Sanhe: historia a la que le falta la última foto

Sanhe es una aldea metida dentro de una ciudad más grande. Tiene la ridícula cantidad de 30.000 habitantes (para los estándares de China el lugar está casi vacío), aunque parecen muchos más (lo sé porque vengo de una ciudad con la misma cantidad de habitantes y parecemos un décimo de lo que ahí se veía). El casco histórico es muy bonito, sobre todo la parte del centro. Sus callecitas son angostas y empedradas, llenas de negocios pequeños y de gente que prepara distintas variedades de tés, mientras está sentada en banquetas minúsculas, hablando de la vida.

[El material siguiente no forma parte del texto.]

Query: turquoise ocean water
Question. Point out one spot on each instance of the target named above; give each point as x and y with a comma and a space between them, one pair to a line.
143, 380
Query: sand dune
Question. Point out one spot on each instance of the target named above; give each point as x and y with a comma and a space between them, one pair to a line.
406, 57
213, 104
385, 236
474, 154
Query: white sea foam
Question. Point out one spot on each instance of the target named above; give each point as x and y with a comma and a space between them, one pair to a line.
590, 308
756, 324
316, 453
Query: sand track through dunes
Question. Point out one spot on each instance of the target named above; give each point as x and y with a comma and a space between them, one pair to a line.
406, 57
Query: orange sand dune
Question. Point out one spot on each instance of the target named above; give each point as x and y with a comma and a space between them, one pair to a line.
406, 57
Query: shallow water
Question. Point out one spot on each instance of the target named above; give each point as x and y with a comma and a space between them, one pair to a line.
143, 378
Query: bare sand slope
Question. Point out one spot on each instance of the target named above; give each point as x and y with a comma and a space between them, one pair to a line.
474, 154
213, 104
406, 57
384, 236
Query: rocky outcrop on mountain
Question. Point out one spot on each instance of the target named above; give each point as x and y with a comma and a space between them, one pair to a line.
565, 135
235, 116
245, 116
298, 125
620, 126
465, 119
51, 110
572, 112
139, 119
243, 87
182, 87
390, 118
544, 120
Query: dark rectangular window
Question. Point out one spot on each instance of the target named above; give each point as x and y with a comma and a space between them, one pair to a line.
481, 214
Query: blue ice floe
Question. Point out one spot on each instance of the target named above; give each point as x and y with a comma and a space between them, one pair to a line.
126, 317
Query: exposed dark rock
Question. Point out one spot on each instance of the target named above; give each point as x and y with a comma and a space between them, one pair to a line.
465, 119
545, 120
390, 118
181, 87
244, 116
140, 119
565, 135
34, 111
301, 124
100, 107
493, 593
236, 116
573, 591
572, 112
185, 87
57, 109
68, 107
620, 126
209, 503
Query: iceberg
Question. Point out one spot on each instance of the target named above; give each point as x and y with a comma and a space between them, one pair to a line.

Y allí, en el corazón del casco histórico hay una casa. Una casita tradicional -mantenida así para los turistas- pero cuya visión no tiene desperdicio. Los dueños te reciben, te preguntan de dónde sos y se acuerdan del fútbol y de Messi (casi la única referencia que existe en China sobre Argentina). Enseguida te llevan a conocer la casa. Te muestran cada una de las habitaciones, mientras tratan de explicar su historia o sus funcionalidades.

El patio está ubicado en el centro de la casa y tiene en el medio un estanque con peces decorativos  (pececitos koi), aunque sospecho que en otros tiempos fueron criaturas destinadas a la sartén. De repente, de los techos a dos aguas (o en realidad a un agua porque todos están inclinados hacia el patio), cae una lluvia que -mediante un sistema disimulado de caños- llena directamente al estanque. La dueña de la casa se ríe al ver nuestras sonrisas y nuestras caras de sorpresa, y prende y apaga el agua porque sabe que eso divierte a los visitantes. Aunque es una demostración, me remito a un tiempo en el que el agua realmente se tomaba de la lluvia, llenaba algún tanque y se destinaba a fines útiles.

Salimos del lugar, los dueños-cuidadores  nos sacan unas fotos de visitantes ilustres (están muy contentos de haber guiados extranjeros por esa casita) y finalmente se despiden.  Fuera de esa casa -ubicada en ningún lugar en el tiempo- nos espera el ajetreo de un pueblo chino que -a pesar de ser pequeño y poco poblado- no puede escapar al hecho de ser multitudinario.